I have been inquiring on other beekeeper losses throughout the province, and I hear losses are higher than normal. I called into BeeMiad Honey to inquire about purchasing packages to help fill my brood boxes, and they were sold right out. I don’t need to buy bees, and am glad, because the price to pay for bees this year will be high.
Posted by Ian Steppler at 09:34 PM | Permalink
April 10, 2009
Well, April 9th, I finally got the chance to remove my hives. The forecast has improved and April 10th was forecasted to be a nice calm sunny warm day. It got up to 5 degree C, and without wind, it felt much warmer. A great day to set out my hives.
Because of the good forecast, I decided to set all my hives out that night. I worked from 9 pm straight to 7:30 the next morning. It was a long night, but no wind, and the yards froze up nicely about 2:00 to make my yard work a lot easier. Nothing worse than getting stuck in a bee yard at 2 or 3 in the morning with a load of bees on.
I ran the 750 hives into 6 different yards. I don’t like to congest my yards, but had no choice because of the amount of snow still lying in my yards. This early I will not have any problem with robbing and such, but as the month progresses and the hives start to grow, robbing will become a huge problem. I would like to spread out my yards before the trees come into bloom.

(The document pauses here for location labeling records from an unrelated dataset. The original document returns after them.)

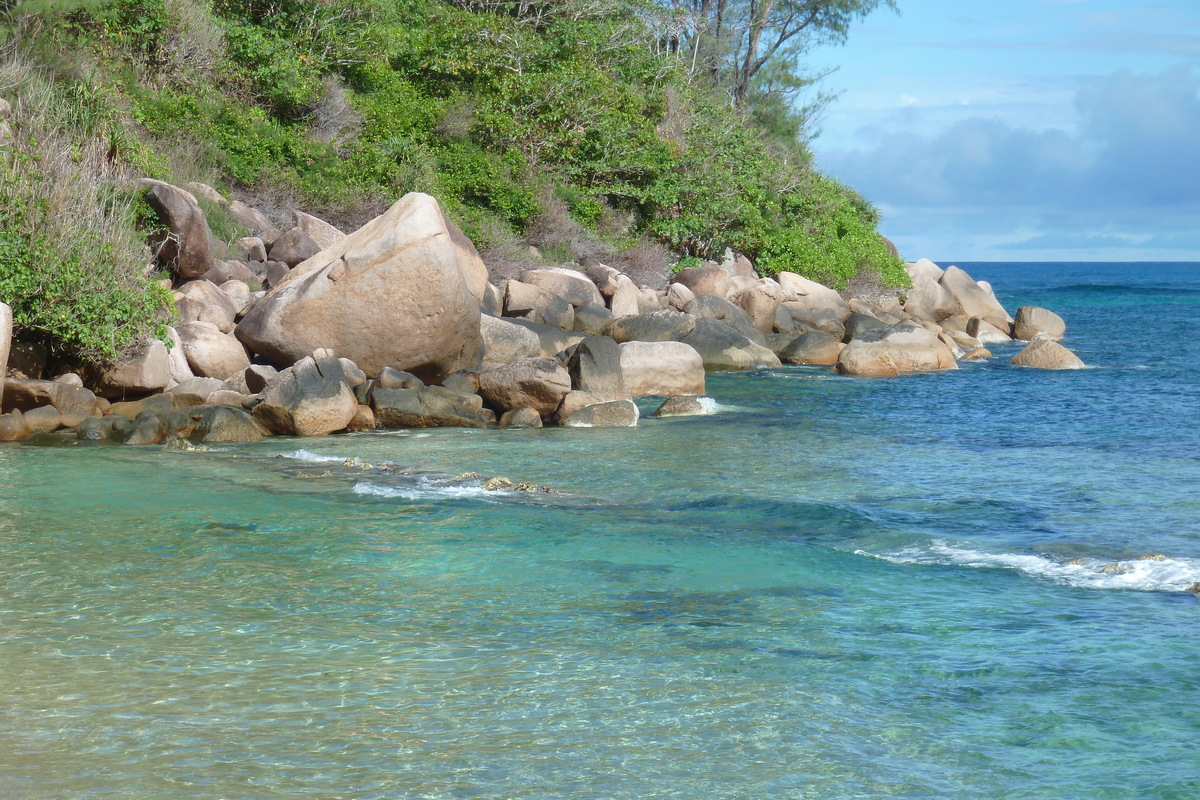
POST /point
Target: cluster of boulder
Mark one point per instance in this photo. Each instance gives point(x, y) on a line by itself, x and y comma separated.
point(310, 331)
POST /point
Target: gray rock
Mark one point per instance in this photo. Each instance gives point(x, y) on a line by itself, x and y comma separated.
point(660, 325)
point(423, 408)
point(521, 417)
point(592, 319)
point(1044, 353)
point(724, 348)
point(294, 247)
point(226, 425)
point(613, 414)
point(310, 398)
point(663, 368)
point(186, 251)
point(683, 405)
point(538, 383)
point(815, 348)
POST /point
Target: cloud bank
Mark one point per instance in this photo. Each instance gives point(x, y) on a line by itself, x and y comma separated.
point(1122, 182)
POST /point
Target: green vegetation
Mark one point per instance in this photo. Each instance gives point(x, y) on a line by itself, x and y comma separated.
point(629, 130)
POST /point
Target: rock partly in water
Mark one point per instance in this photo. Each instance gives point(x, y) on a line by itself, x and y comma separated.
point(613, 414)
point(1043, 353)
point(720, 347)
point(391, 294)
point(1032, 320)
point(895, 350)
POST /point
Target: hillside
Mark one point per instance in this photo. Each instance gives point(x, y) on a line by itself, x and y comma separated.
point(586, 130)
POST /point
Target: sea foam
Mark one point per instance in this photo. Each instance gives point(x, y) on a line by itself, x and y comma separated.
point(427, 489)
point(1151, 573)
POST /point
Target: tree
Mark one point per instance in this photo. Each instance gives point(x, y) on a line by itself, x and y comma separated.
point(733, 41)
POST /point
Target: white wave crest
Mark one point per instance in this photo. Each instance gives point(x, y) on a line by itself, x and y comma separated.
point(427, 489)
point(1150, 573)
point(307, 455)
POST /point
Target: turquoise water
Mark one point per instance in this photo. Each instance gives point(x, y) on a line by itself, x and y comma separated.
point(928, 587)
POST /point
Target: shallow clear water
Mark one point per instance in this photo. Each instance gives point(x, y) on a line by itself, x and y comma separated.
point(928, 587)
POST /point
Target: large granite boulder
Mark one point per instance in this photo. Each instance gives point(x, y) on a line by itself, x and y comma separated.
point(186, 248)
point(538, 383)
point(931, 296)
point(323, 234)
point(294, 247)
point(661, 325)
point(505, 342)
point(724, 348)
point(24, 395)
point(145, 370)
point(210, 353)
point(1043, 353)
point(719, 308)
point(973, 300)
point(310, 398)
point(571, 286)
point(663, 368)
point(613, 414)
point(1032, 320)
point(895, 350)
point(390, 294)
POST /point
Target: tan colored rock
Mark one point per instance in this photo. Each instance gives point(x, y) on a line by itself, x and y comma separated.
point(5, 343)
point(813, 348)
point(390, 295)
point(147, 370)
point(210, 353)
point(724, 348)
point(895, 350)
point(1032, 320)
point(505, 342)
point(318, 230)
point(661, 368)
point(973, 300)
point(251, 218)
point(1044, 353)
point(976, 354)
point(625, 301)
point(571, 286)
point(186, 251)
point(177, 360)
point(701, 280)
point(985, 332)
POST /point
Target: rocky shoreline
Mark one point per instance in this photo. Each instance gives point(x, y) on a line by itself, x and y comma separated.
point(310, 331)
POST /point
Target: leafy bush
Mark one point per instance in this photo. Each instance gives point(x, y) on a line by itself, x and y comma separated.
point(72, 264)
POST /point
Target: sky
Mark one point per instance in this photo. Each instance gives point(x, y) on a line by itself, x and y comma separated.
point(1023, 130)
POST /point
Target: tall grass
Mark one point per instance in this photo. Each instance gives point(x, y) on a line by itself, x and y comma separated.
point(72, 264)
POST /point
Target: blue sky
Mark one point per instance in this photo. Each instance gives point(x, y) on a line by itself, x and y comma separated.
point(1023, 130)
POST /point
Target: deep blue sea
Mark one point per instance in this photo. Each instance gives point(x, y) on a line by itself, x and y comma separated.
point(967, 584)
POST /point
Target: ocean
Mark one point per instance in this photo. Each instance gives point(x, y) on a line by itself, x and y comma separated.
point(966, 584)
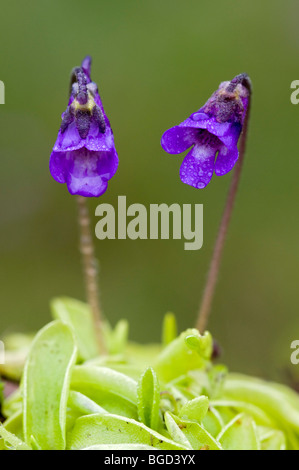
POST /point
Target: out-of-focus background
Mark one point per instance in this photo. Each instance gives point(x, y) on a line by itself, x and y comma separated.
point(155, 62)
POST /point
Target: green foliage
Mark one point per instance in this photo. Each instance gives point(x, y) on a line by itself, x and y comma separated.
point(168, 396)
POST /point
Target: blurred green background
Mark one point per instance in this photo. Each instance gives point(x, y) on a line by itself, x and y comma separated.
point(156, 62)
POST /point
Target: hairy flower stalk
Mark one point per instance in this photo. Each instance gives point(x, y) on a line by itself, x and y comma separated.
point(90, 269)
point(206, 302)
point(84, 157)
point(213, 132)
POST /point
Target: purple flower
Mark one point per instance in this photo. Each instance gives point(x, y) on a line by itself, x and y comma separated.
point(84, 155)
point(213, 130)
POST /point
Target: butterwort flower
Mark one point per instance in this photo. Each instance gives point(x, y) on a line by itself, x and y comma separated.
point(213, 132)
point(84, 156)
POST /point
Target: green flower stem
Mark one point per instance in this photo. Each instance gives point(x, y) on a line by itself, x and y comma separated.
point(206, 303)
point(90, 269)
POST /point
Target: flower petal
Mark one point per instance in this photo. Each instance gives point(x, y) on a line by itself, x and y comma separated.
point(198, 166)
point(226, 160)
point(178, 139)
point(86, 173)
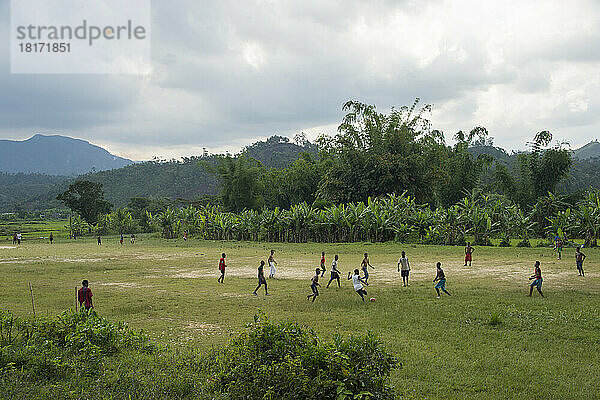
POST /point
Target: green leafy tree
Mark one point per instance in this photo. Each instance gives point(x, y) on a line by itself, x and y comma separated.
point(86, 199)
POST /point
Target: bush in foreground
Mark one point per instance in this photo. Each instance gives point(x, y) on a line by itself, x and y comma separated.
point(288, 361)
point(85, 356)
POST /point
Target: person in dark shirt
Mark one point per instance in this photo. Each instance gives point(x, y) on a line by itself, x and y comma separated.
point(261, 279)
point(84, 295)
point(440, 277)
point(335, 273)
point(314, 285)
point(222, 268)
point(579, 258)
point(537, 279)
point(469, 254)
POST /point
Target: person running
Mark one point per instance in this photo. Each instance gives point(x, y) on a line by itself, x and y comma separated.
point(537, 279)
point(335, 273)
point(558, 246)
point(222, 267)
point(440, 277)
point(84, 295)
point(272, 264)
point(469, 253)
point(357, 282)
point(579, 258)
point(364, 264)
point(261, 279)
point(314, 285)
point(404, 268)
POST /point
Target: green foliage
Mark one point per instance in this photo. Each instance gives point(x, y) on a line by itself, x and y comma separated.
point(72, 345)
point(86, 199)
point(288, 361)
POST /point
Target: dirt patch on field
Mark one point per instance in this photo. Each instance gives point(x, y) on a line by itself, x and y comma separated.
point(124, 285)
point(203, 328)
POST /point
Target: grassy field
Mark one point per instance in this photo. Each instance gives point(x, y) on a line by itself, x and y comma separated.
point(489, 340)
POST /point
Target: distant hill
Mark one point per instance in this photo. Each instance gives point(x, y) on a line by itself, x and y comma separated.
point(184, 179)
point(278, 151)
point(590, 150)
point(56, 155)
point(18, 188)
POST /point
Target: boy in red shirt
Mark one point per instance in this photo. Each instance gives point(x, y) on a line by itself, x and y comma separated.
point(222, 268)
point(537, 279)
point(84, 296)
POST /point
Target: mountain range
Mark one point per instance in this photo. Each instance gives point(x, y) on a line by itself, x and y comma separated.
point(183, 179)
point(56, 155)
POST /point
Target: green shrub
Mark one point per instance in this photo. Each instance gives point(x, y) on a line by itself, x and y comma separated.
point(288, 361)
point(75, 342)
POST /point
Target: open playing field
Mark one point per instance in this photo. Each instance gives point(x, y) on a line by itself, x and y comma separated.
point(449, 347)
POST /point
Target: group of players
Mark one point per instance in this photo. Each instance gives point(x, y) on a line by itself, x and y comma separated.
point(360, 282)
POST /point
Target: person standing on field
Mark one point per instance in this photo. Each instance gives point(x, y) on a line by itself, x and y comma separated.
point(84, 295)
point(261, 279)
point(404, 268)
point(335, 273)
point(537, 279)
point(440, 277)
point(579, 258)
point(222, 267)
point(469, 253)
point(272, 264)
point(363, 265)
point(357, 282)
point(314, 285)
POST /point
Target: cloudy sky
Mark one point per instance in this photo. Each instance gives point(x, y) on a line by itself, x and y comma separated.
point(225, 73)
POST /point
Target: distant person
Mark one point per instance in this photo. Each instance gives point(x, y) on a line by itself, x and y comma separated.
point(222, 267)
point(579, 258)
point(558, 246)
point(84, 295)
point(314, 285)
point(272, 264)
point(537, 279)
point(404, 268)
point(261, 279)
point(335, 273)
point(440, 277)
point(364, 264)
point(357, 282)
point(469, 253)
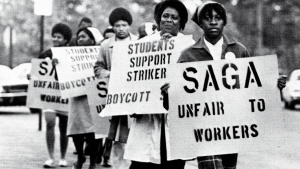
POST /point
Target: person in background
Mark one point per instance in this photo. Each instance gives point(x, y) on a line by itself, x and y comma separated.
point(108, 32)
point(61, 35)
point(84, 22)
point(80, 123)
point(146, 29)
point(148, 137)
point(214, 45)
point(120, 19)
point(105, 151)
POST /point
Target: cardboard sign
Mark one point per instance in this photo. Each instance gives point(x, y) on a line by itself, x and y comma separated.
point(43, 89)
point(221, 107)
point(96, 99)
point(139, 69)
point(75, 68)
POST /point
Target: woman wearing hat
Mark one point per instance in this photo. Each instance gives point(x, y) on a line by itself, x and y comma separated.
point(80, 123)
point(147, 141)
point(61, 35)
point(214, 45)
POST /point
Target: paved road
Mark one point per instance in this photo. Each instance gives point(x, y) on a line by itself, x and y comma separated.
point(22, 146)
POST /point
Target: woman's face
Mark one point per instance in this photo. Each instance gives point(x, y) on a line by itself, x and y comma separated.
point(58, 40)
point(83, 39)
point(170, 21)
point(212, 26)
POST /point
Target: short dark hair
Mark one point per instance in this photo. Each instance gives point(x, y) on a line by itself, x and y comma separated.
point(63, 29)
point(176, 4)
point(216, 7)
point(86, 19)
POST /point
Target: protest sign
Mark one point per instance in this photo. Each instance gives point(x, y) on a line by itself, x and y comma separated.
point(138, 71)
point(222, 107)
point(43, 88)
point(96, 98)
point(75, 68)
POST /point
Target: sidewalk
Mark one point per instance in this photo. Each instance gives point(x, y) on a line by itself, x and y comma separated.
point(22, 146)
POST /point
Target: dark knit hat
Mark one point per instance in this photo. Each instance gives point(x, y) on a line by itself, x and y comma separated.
point(209, 5)
point(176, 4)
point(63, 29)
point(93, 33)
point(120, 14)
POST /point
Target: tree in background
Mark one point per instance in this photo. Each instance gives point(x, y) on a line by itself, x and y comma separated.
point(265, 26)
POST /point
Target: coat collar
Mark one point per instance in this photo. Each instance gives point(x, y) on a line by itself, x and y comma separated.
point(112, 39)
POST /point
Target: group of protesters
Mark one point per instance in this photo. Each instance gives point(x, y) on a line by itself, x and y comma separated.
point(148, 131)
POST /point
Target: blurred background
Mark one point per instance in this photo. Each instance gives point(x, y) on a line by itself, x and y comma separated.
point(263, 26)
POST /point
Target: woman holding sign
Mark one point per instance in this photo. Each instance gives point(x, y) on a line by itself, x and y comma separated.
point(80, 123)
point(214, 45)
point(148, 137)
point(61, 35)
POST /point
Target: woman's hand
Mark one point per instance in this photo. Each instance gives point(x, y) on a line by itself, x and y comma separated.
point(54, 61)
point(166, 36)
point(137, 116)
point(164, 88)
point(281, 82)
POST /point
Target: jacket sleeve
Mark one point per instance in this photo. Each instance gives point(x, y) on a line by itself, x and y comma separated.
point(100, 68)
point(166, 101)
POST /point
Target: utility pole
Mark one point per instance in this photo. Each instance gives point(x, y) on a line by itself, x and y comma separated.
point(259, 19)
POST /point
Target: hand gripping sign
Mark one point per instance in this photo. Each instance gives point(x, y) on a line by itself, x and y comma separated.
point(96, 99)
point(222, 107)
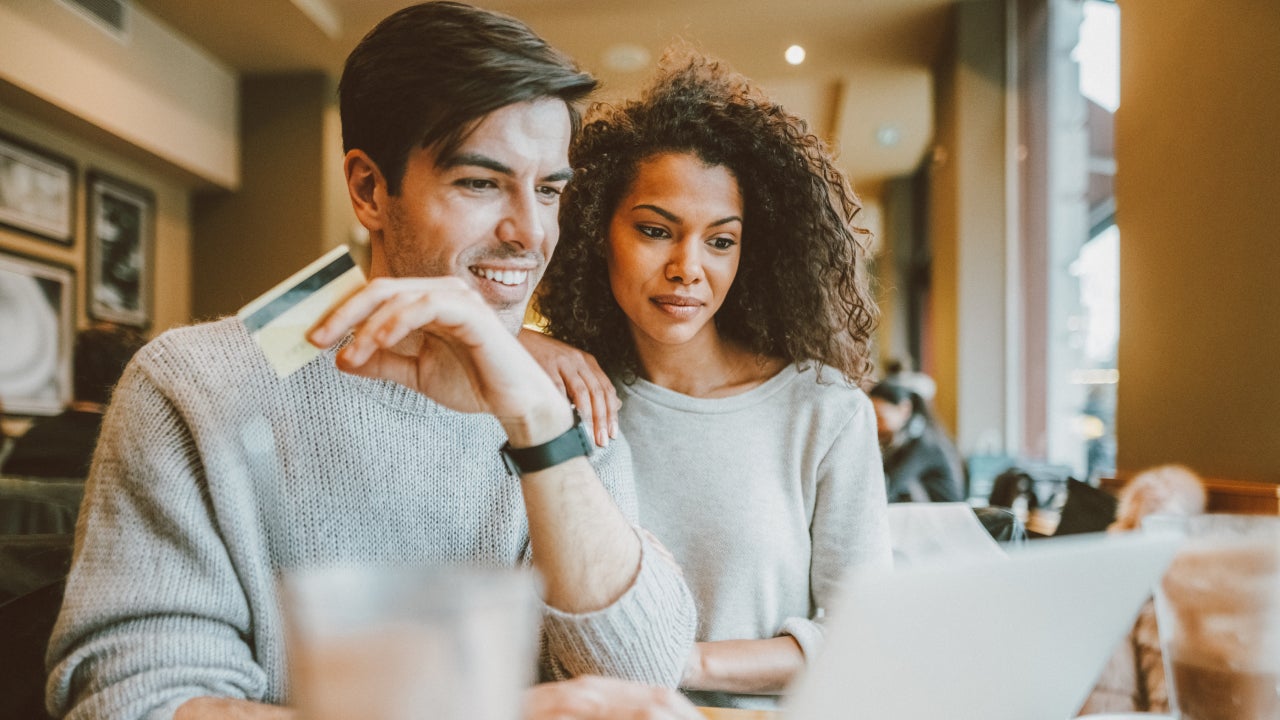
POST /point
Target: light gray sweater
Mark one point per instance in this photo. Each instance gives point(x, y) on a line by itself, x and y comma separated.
point(764, 497)
point(213, 474)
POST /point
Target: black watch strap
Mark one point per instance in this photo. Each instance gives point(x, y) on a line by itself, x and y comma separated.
point(568, 445)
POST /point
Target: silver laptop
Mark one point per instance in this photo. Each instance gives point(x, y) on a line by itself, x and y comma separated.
point(1016, 638)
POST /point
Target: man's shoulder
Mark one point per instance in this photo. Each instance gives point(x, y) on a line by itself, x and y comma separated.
point(216, 349)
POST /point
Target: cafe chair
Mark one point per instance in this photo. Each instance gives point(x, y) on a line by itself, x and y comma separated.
point(26, 624)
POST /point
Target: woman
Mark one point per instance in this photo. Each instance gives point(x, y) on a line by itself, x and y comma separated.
point(709, 264)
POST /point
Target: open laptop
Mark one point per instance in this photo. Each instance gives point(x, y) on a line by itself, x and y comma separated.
point(1009, 638)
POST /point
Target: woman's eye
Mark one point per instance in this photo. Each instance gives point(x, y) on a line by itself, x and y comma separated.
point(650, 231)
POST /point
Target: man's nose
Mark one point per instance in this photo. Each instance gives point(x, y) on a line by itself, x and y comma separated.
point(522, 224)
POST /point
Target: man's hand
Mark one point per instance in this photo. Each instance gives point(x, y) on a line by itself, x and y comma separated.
point(439, 337)
point(606, 698)
point(579, 377)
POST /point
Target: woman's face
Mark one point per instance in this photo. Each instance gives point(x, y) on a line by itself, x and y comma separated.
point(673, 246)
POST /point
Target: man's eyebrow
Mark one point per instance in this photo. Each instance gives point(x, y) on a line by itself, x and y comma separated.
point(675, 218)
point(476, 160)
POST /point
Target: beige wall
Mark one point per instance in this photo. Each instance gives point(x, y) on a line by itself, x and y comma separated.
point(154, 92)
point(968, 337)
point(291, 206)
point(1198, 156)
point(172, 250)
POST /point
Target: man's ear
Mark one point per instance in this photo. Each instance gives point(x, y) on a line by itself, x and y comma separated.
point(366, 187)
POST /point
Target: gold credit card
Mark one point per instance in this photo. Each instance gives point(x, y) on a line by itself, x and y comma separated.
point(279, 319)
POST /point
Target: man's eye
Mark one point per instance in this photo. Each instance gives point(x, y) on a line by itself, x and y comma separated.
point(476, 183)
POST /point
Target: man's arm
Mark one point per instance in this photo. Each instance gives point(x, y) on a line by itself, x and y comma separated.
point(615, 606)
point(439, 337)
point(154, 611)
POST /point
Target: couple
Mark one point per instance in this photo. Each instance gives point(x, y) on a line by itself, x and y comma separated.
point(211, 474)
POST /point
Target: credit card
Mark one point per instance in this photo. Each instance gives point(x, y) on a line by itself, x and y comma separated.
point(279, 319)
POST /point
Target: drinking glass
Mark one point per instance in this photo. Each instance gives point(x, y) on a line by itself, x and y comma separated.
point(408, 643)
point(1219, 614)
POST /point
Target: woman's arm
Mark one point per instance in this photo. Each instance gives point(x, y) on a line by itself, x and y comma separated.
point(744, 666)
point(579, 377)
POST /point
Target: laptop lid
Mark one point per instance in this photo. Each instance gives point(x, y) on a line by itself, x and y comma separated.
point(1016, 638)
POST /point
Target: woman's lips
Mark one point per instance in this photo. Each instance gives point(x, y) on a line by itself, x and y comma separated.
point(680, 306)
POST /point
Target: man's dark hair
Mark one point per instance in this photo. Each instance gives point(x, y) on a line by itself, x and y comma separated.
point(428, 74)
point(101, 354)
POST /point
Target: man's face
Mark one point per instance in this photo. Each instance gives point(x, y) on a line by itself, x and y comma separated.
point(488, 213)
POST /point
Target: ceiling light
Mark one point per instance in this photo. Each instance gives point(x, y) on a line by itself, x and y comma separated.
point(626, 58)
point(888, 136)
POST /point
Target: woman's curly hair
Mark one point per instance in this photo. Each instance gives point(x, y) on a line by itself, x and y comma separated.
point(801, 291)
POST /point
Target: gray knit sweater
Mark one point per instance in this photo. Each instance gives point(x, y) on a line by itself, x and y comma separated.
point(766, 499)
point(211, 475)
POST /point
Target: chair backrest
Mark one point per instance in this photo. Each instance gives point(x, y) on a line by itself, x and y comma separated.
point(39, 505)
point(26, 624)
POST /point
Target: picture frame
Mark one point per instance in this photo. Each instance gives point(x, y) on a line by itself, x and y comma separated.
point(120, 236)
point(37, 191)
point(37, 323)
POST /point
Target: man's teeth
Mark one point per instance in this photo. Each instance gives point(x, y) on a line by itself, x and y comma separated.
point(504, 277)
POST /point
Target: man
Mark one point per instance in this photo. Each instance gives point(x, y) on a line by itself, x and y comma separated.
point(213, 474)
point(62, 446)
point(920, 464)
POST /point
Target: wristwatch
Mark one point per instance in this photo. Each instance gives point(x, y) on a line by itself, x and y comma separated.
point(568, 445)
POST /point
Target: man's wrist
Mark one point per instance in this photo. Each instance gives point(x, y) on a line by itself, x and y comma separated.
point(540, 424)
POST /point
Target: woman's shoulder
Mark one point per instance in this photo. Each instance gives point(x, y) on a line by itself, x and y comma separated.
point(828, 386)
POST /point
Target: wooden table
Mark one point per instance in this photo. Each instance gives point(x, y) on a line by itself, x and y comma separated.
point(727, 714)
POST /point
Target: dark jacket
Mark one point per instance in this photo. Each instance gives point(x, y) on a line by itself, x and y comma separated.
point(923, 466)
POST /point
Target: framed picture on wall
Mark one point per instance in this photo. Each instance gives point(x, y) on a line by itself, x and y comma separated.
point(37, 320)
point(120, 233)
point(37, 191)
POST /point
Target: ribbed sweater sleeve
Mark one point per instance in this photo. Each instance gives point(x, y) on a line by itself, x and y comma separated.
point(154, 613)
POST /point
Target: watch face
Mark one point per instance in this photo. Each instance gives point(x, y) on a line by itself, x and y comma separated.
point(574, 442)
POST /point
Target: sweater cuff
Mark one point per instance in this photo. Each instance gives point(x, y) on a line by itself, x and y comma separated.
point(645, 636)
point(807, 633)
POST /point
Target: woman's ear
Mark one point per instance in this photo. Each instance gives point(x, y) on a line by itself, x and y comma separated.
point(366, 187)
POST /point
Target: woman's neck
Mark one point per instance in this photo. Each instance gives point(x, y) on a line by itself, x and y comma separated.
point(707, 365)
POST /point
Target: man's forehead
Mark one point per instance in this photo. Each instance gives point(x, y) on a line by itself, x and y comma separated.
point(538, 128)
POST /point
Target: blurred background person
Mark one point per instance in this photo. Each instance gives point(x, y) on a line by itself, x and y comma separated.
point(920, 463)
point(63, 446)
point(1134, 678)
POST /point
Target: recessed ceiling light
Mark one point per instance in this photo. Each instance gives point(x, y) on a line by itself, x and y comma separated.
point(888, 135)
point(626, 58)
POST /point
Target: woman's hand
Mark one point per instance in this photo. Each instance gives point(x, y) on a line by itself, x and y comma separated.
point(744, 666)
point(579, 377)
point(606, 698)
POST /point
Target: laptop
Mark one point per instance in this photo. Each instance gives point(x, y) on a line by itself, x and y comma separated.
point(1022, 637)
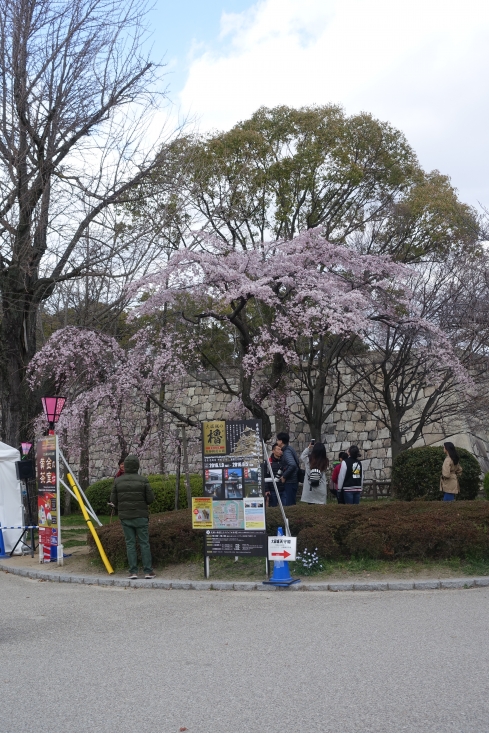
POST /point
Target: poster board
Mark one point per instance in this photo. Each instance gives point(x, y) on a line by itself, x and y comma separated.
point(232, 463)
point(47, 466)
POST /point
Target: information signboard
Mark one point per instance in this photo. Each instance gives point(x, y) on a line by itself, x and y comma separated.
point(254, 514)
point(232, 458)
point(236, 542)
point(48, 496)
point(282, 548)
point(228, 514)
point(202, 512)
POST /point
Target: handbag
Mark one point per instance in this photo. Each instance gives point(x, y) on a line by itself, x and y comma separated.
point(301, 474)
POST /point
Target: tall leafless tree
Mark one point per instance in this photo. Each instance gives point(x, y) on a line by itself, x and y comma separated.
point(407, 383)
point(77, 93)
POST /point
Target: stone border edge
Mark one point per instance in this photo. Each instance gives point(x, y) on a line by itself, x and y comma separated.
point(242, 585)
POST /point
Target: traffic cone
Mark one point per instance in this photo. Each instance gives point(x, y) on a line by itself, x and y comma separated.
point(2, 544)
point(281, 573)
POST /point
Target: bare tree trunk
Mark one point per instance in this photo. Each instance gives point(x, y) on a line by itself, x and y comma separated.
point(185, 466)
point(177, 476)
point(67, 506)
point(67, 66)
point(161, 427)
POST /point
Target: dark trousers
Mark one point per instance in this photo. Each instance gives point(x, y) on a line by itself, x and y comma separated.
point(289, 494)
point(448, 497)
point(352, 497)
point(273, 497)
point(133, 528)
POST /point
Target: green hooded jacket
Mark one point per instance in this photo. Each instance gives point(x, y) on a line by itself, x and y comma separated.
point(131, 493)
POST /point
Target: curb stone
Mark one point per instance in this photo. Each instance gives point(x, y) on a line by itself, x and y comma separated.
point(454, 583)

Today I rested and allowed the hives to relieve themselves. Tomorrow I start my rounds. I am going to make a quick feed check and preliminary assessment so I can better gauge how much supplement and feed to purchase. Then next week when the weather warms, the work starts.
Posted by Ian Steppler at 06:15 PM | Permalink
April 04, 2009
Wow, what a slow start to spring. The weather had changed in March to the very familiar cold and windy winter. We received two shots of snow fall, totalling around 20-30 cm of snow. It still hasn’t moved! Forecast for late next week is improving, such that I am going to take the opportunity relieve my hives. I have been busy pushing snow in my holding yards so the sun will be able to melt off and expose the earth. Most of the yards have held a good 25 centimeters of snow still. One particular site held over 30 cm. Pushing that yard was tough because the ground was not frozen. Real amazing how well the snow insulates the soil underneath.
The reason why I push the snow in the yards is to have exposed ground for the bees to fly over to enable them to successfully orientate themselves to their hives when they leave. Snow confuses them during bright sunny days and mixes up their flight orientation mechanism sending them down instead of up. After setting them outside after 5 plus months, having their first flight over snow could lead to disaster. While wintering the hives outdoors I had not noticed any problem with the bees’ flight over the snow. I figure the reason for the difference in behaviour is that the outdoor wintered hives may acclimatize themselves naturally to the changing environment, while the indoor wintered hives are forced into an unnatural setting. When I set the indoor hives out for the first time, I figure it’s the extreme change in their surroundings that probably confuses them.